GIF - Optimized by Photoshop
128 Colors - 18K / 7 sec. @ 28.8
64 Colors - 15K / 6 sec. @ 28.8
32 Colors - 10K / 5 sec. @ 28.8
Web Colors - 8K / 4 sec. @ 28.8
Of the above images optimized by Photoshop, I would probably be happy with the 32 Color version in regards to image quality vs. file size. I like the 64 color version better, but not enough to justify a 50% increase in file size. The web palette image looks interesting, but doesn't look enough like the original to be considered.
JPEG - Optimized Manually
Max - 24K / 8 sec. @ 28.8
High - 19K / 7 sec. @ 28.8
Med - 16K / 5 sec. @ 28.8
Low - 14K / 5 sec. @ 28.8
Of the above images, the medium compression version has an adequate quality with the smallest file size. The degradation of quality between medium and low is pretty evident, and the difference in file size is minimal. Like the GIF I manually optimized above, I am not satisfied that the file size is small enough. If I needed this graphic on a web page, and Photoshop was unavailable to optimize the image for me, I would spend more time trying to find ways to reduce file size.
JPEG - Optimized by Photoshop
Max - 14K / 6 sec. @ 28.8
High - 9K / 4 sec. @ 28.8
Med - 5K / 3 sec. @ 28.8
Low - 3K / 2 sec @ 28.8
Of the above images optimized by Photoshop, the medium quality version has an adequate quality with the smallest file size, however I would choose the high quality version. The reason being that there is an increase in the vividness of the image between medium and high, and although the file size is nearly double, download time only increases by about one second. The degradation of quality between medium and low is pretty evident, causing me to dismiss the low version as a potential candidate.
Analysis:
In all cases you see above, Photoshop did a better job optimizing the photos than I did. I was able to get the file size down from the original image by reducing the image size, as well as blurring the background.
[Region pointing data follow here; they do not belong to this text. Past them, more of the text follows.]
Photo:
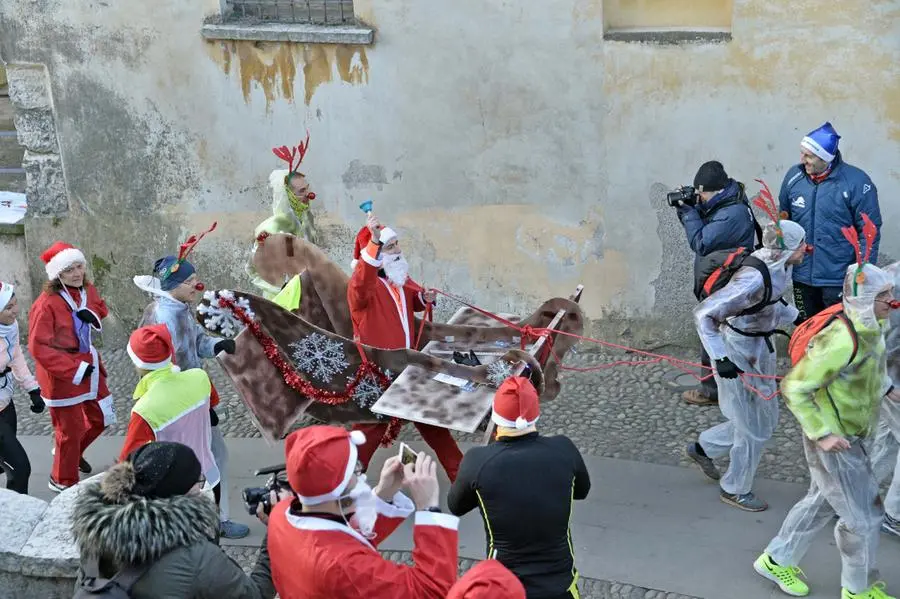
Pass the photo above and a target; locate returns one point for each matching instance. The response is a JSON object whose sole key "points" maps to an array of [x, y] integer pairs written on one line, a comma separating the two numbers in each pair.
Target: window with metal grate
{"points": [[317, 12]]}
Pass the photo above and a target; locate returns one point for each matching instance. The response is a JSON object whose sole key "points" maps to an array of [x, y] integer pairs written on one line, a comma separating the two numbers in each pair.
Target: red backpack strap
{"points": [[843, 318], [717, 274]]}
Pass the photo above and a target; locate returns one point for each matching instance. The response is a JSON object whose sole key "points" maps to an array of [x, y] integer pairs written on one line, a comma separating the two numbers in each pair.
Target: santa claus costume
{"points": [[69, 370], [319, 555], [488, 580], [383, 316]]}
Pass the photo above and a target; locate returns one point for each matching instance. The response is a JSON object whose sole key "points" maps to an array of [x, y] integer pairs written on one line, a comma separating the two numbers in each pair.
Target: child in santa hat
{"points": [[71, 374], [172, 404], [13, 458], [177, 287]]}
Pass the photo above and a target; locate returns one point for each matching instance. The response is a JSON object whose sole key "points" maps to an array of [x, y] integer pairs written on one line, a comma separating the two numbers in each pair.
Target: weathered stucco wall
{"points": [[517, 151]]}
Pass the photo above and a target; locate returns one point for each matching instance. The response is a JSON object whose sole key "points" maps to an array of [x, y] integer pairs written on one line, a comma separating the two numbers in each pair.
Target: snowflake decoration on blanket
{"points": [[219, 318], [499, 371], [319, 356]]}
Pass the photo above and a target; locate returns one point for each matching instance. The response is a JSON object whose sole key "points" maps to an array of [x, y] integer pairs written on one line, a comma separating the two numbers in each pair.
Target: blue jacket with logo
{"points": [[822, 209]]}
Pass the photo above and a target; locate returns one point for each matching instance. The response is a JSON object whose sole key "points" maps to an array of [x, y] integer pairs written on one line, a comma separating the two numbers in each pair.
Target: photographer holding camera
{"points": [[148, 528], [716, 215], [323, 542]]}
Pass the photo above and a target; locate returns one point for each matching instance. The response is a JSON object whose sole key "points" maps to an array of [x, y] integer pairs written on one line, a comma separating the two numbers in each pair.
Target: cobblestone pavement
{"points": [[589, 588], [624, 412]]}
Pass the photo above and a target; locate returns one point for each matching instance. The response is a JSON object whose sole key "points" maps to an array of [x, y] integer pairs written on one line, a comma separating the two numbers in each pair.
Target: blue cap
{"points": [[170, 279], [822, 142]]}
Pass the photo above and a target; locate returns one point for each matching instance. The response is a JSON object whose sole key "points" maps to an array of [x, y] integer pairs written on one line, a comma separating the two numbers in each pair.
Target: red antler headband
{"points": [[186, 248], [289, 154], [766, 202], [870, 231]]}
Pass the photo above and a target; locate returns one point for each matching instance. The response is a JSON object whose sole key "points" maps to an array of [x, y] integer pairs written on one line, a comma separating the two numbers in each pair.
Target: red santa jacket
{"points": [[382, 314], [317, 558], [59, 366]]}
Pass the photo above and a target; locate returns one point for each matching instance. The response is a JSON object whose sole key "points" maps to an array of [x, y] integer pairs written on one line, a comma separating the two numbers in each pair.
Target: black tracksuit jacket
{"points": [[525, 487]]}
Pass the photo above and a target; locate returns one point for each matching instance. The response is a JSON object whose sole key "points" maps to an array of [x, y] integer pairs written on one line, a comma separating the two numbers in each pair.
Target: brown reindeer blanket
{"points": [[315, 344]]}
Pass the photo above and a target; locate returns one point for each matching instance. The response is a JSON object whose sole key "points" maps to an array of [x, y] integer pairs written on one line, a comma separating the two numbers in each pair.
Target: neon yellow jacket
{"points": [[828, 396]]}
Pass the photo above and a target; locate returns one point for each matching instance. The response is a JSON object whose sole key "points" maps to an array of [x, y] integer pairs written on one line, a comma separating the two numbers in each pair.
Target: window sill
{"points": [[666, 36], [290, 32]]}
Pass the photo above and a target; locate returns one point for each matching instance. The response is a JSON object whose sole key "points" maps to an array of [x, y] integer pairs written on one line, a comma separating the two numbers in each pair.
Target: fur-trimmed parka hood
{"points": [[119, 528]]}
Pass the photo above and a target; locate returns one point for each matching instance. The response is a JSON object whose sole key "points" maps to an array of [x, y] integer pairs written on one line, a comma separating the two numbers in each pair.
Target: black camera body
{"points": [[683, 195], [254, 497]]}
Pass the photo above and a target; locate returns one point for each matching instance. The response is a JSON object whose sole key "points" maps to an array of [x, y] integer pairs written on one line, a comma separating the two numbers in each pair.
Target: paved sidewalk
{"points": [[651, 526]]}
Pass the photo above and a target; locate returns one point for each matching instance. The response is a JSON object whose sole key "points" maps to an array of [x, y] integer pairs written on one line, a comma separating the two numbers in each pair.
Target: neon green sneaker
{"points": [[876, 591], [786, 577]]}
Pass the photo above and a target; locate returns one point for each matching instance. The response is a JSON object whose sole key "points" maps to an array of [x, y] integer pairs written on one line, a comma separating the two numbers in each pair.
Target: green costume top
{"points": [[291, 216], [828, 396]]}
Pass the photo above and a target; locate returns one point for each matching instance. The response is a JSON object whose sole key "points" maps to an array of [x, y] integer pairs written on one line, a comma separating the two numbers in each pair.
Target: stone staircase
{"points": [[13, 255], [12, 176]]}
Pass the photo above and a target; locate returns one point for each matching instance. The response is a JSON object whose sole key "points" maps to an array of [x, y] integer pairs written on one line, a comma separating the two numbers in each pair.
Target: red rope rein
{"points": [[529, 333]]}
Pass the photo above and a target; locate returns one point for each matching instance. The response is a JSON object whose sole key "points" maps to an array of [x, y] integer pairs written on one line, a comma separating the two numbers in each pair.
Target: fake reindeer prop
{"points": [[288, 364]]}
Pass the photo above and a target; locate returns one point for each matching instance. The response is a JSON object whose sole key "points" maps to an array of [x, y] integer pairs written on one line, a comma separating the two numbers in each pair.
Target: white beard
{"points": [[396, 268], [365, 508]]}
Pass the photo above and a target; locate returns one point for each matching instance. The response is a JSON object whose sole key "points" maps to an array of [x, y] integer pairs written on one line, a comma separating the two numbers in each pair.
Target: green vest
{"points": [[169, 395]]}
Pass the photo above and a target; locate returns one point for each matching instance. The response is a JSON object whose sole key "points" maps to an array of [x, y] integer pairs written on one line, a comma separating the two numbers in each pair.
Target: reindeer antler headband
{"points": [[186, 248], [290, 154], [870, 231], [766, 202]]}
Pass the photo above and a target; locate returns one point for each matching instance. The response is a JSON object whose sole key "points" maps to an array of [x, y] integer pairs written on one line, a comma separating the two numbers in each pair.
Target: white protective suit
{"points": [[886, 446], [842, 482], [751, 419]]}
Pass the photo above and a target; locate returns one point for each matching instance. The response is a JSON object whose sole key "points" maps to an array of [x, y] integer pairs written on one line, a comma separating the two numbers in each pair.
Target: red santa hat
{"points": [[362, 240], [59, 257], [488, 580], [151, 347], [364, 236], [320, 461], [516, 404], [6, 293]]}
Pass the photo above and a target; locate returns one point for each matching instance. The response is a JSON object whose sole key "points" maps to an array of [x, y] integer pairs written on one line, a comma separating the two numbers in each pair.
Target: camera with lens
{"points": [[256, 497], [683, 195]]}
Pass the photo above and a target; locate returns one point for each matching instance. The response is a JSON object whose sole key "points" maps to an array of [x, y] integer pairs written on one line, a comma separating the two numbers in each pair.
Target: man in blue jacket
{"points": [[717, 218], [823, 194]]}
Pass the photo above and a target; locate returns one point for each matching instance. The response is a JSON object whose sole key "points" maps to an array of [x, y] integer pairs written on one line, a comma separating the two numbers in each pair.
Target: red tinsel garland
{"points": [[289, 374]]}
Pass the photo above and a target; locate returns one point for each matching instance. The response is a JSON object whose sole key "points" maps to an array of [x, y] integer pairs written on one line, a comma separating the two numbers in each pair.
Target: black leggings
{"points": [[812, 300], [13, 458]]}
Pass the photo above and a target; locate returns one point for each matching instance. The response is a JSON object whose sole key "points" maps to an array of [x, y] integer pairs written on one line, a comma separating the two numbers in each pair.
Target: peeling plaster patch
{"points": [[122, 160], [362, 175], [273, 66], [672, 288], [521, 252]]}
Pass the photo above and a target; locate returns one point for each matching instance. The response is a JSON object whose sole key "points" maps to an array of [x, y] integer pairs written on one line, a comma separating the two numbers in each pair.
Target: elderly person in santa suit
{"points": [[382, 301], [69, 370], [322, 543]]}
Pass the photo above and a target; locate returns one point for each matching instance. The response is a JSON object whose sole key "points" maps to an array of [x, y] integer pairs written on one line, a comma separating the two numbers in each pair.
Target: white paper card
{"points": [[450, 380]]}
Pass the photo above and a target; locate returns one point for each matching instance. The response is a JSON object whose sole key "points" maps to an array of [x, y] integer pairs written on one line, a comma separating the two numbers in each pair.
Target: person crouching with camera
{"points": [[323, 543], [147, 526], [716, 215]]}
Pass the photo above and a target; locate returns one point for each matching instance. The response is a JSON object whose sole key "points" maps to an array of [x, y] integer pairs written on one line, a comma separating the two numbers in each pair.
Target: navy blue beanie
{"points": [[182, 274]]}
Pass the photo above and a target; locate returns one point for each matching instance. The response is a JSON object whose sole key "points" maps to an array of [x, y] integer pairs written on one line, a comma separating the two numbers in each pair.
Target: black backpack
{"points": [[714, 270], [92, 584]]}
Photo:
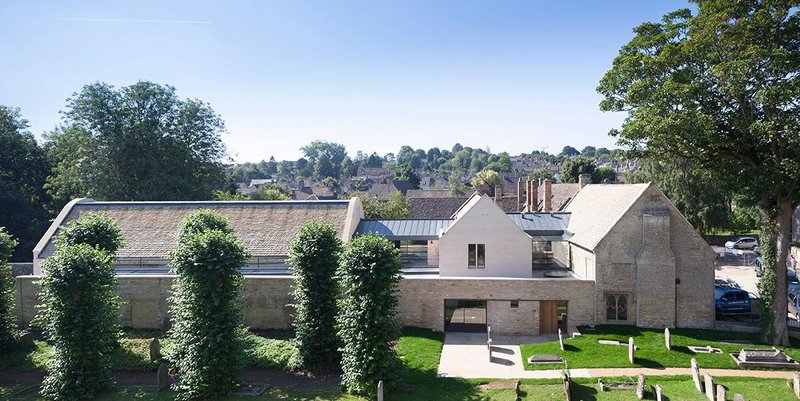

I found it very time consuming trying to develop a number of methods to reduce file size as well as Photoshop, and in the end I gave up before getting close to the results Photoshop achieved.
The web palette optimized GIF looks nice if I want an interesting effect, however, it does not represent the picture well at all. I think Photoshop did a good job on the 32 color GIF it optimized, however I can still get better quality with a smaller file size by using the High JPEG optimized by Photoshop. If I want an even smaller file, I could use the Medium JPEG optimized by Photoshop. The reason the JPEG works well for this picture is because the background is very busy. Therefore the artifacts created by the JPEG compression process are not as noticeable. They do become noticeable, however, in the low JPEG optimized by Photoshop. The background also is the cause of the poor GIF compression. Since there are so many colors in the background, when the colors are indexed the result is a much poorer looking image.